The hash is a drinking club with a running problem, so feel free to drink and run. However, we do not support drinking and driving so have a designated driver, call a cab or plan ahead to get home safely if you have been drinking - there are more fun ways to get to play with handcuffs. We hash EVERY Thursday night at 7, rain or shine, CST or CDT. So bring a dollar and a six-pack of beer, and join us for the fun!

Make sure to also bring a whistle, a flashlight (it helps), and a sense of humor. For slightly more info, read about the VooDoo.

#142 – Who’s your daddy?

“Cum inside of me!” sounded so good at the moment, didn’t it? After this next hash you might be the next person on one of those Maury Povich shows. Broke Back Dyke and T.W.O.T. are celebrating the most confusing day in the ghetto father’s day by giving all the daddies (or lack of?) uptown a good run for their money. So get your asses out there, and remember that condoms are cheaper than child support.

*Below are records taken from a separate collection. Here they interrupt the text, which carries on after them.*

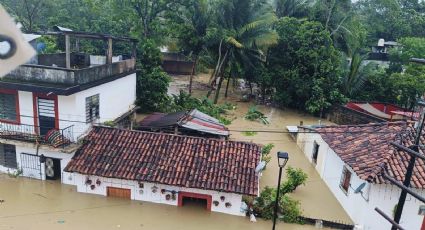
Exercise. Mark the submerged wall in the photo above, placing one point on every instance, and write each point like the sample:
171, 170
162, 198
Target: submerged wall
151, 192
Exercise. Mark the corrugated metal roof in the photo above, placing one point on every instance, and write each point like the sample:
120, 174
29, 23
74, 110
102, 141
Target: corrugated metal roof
193, 120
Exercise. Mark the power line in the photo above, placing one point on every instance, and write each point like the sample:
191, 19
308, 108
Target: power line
277, 131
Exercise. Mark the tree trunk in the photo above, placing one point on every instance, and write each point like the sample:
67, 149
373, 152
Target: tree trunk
217, 92
227, 86
191, 76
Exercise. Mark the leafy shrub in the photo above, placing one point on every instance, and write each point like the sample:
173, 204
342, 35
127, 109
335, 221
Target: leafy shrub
265, 153
253, 115
296, 177
290, 210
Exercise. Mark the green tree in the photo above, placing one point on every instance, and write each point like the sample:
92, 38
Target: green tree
152, 81
292, 8
305, 66
242, 29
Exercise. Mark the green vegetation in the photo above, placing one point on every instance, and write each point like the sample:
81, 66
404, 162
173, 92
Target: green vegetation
184, 101
265, 153
254, 115
294, 52
289, 210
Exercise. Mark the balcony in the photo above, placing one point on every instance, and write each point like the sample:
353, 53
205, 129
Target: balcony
49, 69
56, 138
72, 70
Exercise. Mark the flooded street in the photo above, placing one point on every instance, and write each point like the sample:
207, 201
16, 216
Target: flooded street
33, 204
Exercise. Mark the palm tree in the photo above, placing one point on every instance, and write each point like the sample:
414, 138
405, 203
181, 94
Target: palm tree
292, 8
356, 75
243, 30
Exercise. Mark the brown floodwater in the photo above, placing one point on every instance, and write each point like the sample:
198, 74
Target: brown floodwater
34, 204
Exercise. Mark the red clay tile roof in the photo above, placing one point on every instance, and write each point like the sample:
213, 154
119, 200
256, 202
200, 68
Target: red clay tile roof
183, 161
366, 149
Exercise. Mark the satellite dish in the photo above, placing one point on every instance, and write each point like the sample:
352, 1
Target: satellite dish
260, 167
359, 189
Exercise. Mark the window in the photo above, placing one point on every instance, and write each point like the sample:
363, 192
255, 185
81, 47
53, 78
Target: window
92, 108
345, 180
8, 106
8, 156
315, 152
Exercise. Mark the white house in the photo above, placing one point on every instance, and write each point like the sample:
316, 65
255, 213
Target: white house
47, 105
166, 168
350, 160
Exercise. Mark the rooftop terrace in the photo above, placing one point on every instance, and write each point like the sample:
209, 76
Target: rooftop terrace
67, 72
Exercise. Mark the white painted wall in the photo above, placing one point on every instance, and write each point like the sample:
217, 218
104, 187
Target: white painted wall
30, 148
116, 98
146, 194
360, 207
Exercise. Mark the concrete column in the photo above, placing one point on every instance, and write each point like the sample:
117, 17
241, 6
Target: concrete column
109, 53
67, 52
134, 50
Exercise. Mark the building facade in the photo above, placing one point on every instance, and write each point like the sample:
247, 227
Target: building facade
166, 168
358, 195
48, 105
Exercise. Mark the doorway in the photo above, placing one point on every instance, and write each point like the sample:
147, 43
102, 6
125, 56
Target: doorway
46, 116
194, 199
52, 168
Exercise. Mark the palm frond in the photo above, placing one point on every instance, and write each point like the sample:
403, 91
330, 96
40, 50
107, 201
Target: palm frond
234, 42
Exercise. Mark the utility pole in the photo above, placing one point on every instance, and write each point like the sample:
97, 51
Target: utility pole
410, 167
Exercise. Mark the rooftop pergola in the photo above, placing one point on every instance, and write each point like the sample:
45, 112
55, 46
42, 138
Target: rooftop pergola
67, 33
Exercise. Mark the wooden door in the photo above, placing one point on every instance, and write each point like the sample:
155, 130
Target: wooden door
46, 115
119, 192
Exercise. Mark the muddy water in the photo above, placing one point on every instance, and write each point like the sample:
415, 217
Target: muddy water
33, 204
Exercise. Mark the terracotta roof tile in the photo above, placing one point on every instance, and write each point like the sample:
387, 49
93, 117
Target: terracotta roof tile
367, 150
185, 161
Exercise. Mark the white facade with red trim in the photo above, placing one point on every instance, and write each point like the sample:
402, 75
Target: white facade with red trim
359, 206
157, 193
115, 98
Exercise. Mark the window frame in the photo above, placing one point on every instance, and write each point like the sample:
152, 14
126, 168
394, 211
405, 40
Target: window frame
89, 106
4, 159
342, 182
17, 121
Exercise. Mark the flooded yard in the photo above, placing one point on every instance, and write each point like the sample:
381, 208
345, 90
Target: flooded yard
33, 204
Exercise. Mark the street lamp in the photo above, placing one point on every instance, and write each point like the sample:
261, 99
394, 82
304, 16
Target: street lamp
282, 158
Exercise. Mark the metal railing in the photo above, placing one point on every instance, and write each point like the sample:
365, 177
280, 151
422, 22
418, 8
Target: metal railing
30, 133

As a special treat, it’s BBD’s birthday. Remember, all you bastard hashers, when one hare drinks, all hares drink! If you wankers do your job right, those two will be so drunk at the end of circle, they’ll pass out before T.W.O.T. gets to scream “Fuck me daddy!” right after giving some birthday head. Head! Who said head?

Theme: Who’s your daddy?
Hares: T.W.O.T. and Broke Back Dyke
Start: Coliseum St & Polymnia St New Orleans, LA 70130
Time: 6:30 show / 7:00pm GO!
Pre-lube: Avenue Pub

Bring $1, a six pack, a flashlight, and a whistle. If you’re a putz and don’t bring beer then why are you even coming? If you don’t bring beer, then you pay $10 and you GET NO BEER!